June of 2010 I had a heart attack. Instead of going to the hospital, or lying down I got angry. I headed toward the upstairs bedroom and while running up the stairs I stopped for a moment, laid my hand on my chest and began to pray to Jesus to help me. I continued up the stairs to find my blood pressure device and went back downstairs to the kitchen. My sister tried to convince me to head to the hospital, but I wasn’t sure I wanted to be saved. I was only certain of one thing: if God allows me to live tonight then I shall live, but if I die then I wasn’t losing anything.

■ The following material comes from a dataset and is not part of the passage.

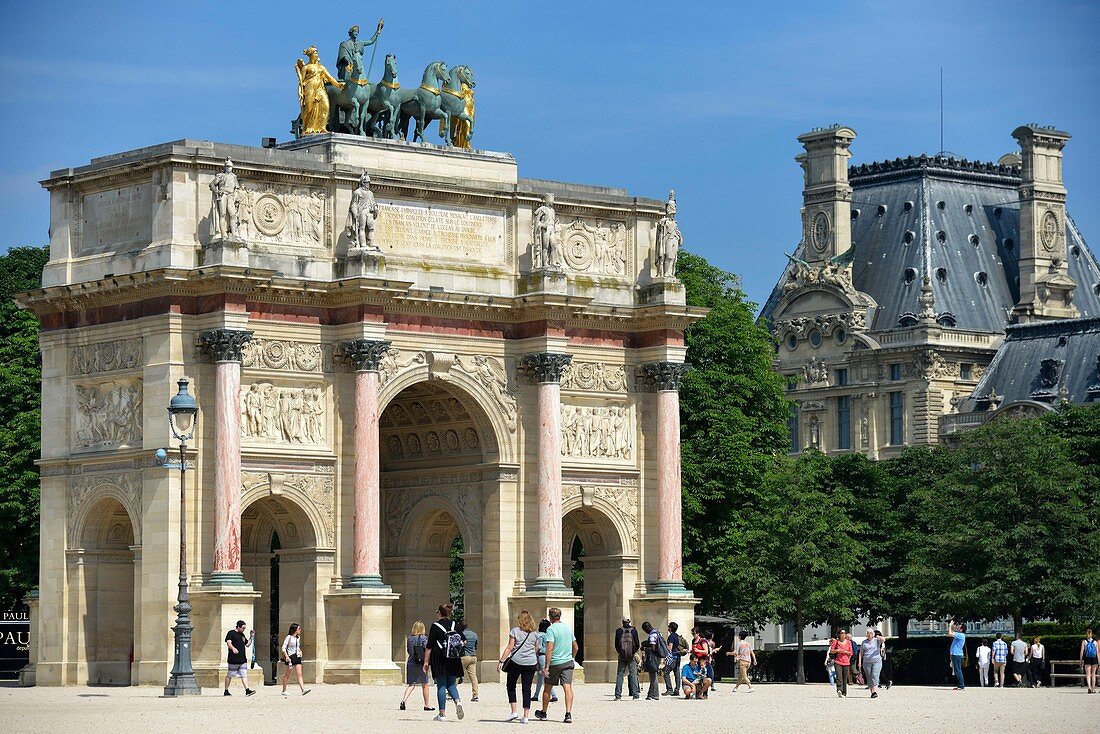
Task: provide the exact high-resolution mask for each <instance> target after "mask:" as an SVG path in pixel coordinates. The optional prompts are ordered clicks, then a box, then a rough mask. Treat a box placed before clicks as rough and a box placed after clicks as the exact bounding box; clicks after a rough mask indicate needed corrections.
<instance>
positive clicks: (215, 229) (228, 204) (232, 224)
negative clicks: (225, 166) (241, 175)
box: [210, 158, 241, 240]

A series of tests proved I was a Healthy individual at the age of 55. Each hospital treated me with loving care, but the Doctors were not convinced that Stress played the key role in the Heart Attack. Another series of tests proved again I was a Healthy Individual. During these months I had decided to do myself a favor: begin a new approach to Healthy eating, Healthy exercise, and Healthy habits. Less 68 pounds later I have found myself to be: less tolerant, irritated, frustrated, insecure, unmotivated, unmoved, and an emotional wreck. My insecurity stemmed from being wounded in Heart: degraded, humiliated, stripped of self worth, and feeling as if all doors shut, and I was pressed on every side. I felt as if I was boxing my way out of a box. No more listening to a multitude of Advice, telling me what I needed to do, or should not do. Stop listening to people who only want to Teach, and not listen. Go against those who want to protect you at all cost, because without Risks, and without Chance what is the use of living? My Heart felt Dead and I wanted so badly to Live. And then that voice crept up inside of me: “For What”? Live for What? Not long ago you were saying: ” if God allows me to live tonight then I shall live, but if I die then I wasn’t losing anything”.
The back and forth Battle began… Live for What? What do I have to Live for? Why on earth or in heaven would God want me to live if my Heart is Dying. My heart wasn’t dying literally, but it felt Dead… dead to the Word, dead to hearing what others were saying, dead to the Preacher Man, dead to the Christian Cliches, and dead to the prayers going up. What is your calling? Hell if I know what my calling is! Never been told what my calling is, so why should I say I have a calling. What is your mission? What is your purpose? Why aren’t you: getting in, getting on board, and making it to the finish? Learn to love yourself first, then maybe you will learn to love others. Do this, don’t do that, you may be saying this, but what you really mean is… ?
What I really mean is what I am saying: when all doors close, and none are there to open for one to step forward, step out, and believe then Life becomes Dead… no vision, no dream, nothing to look forward to except to be taken out of this World and being with the Lord. If all hopes for anything Good to come to us while on this earth is Stopped, and all of our Dreams and Desires for anything Good to come to us while on this earth have stopped… then the only Hope that could ever remain would be the Hope that in Death I would see GOOD. For only God is Good.
I have become a different person over the last year and a half: Bolder, Confrontational, and Unyielding. As I read the writing on the Picture of Footprints in the Sand I purchased at the Five and Dime I stop for a moment and say:
Lord, I can only Hope and Believe that at this time it is true what I am reading :
“My son, my precious child,
I love you and I would never leave you.
During your times of trial and suffering,
when you see only one set of footprints,
it was then that I carried you.”
To the Devil… that Serpent called Satan.
You have found a way to wound me, for my Heart was Wide open.
You found a way to strip me of my dignity.
You found a way to tear me down, and you sought to use me on your unfair ground
yet haven’t you known by now
I don’t belong to you?
Strike your blows with arrows, and toss all your darts
yea, makes for a bleeding Heart
Yet,
God speaks to me saying:
Bolder I must be raised
to set my face like Flint these days,
Unyielding to the ways which would take me off the Narrow.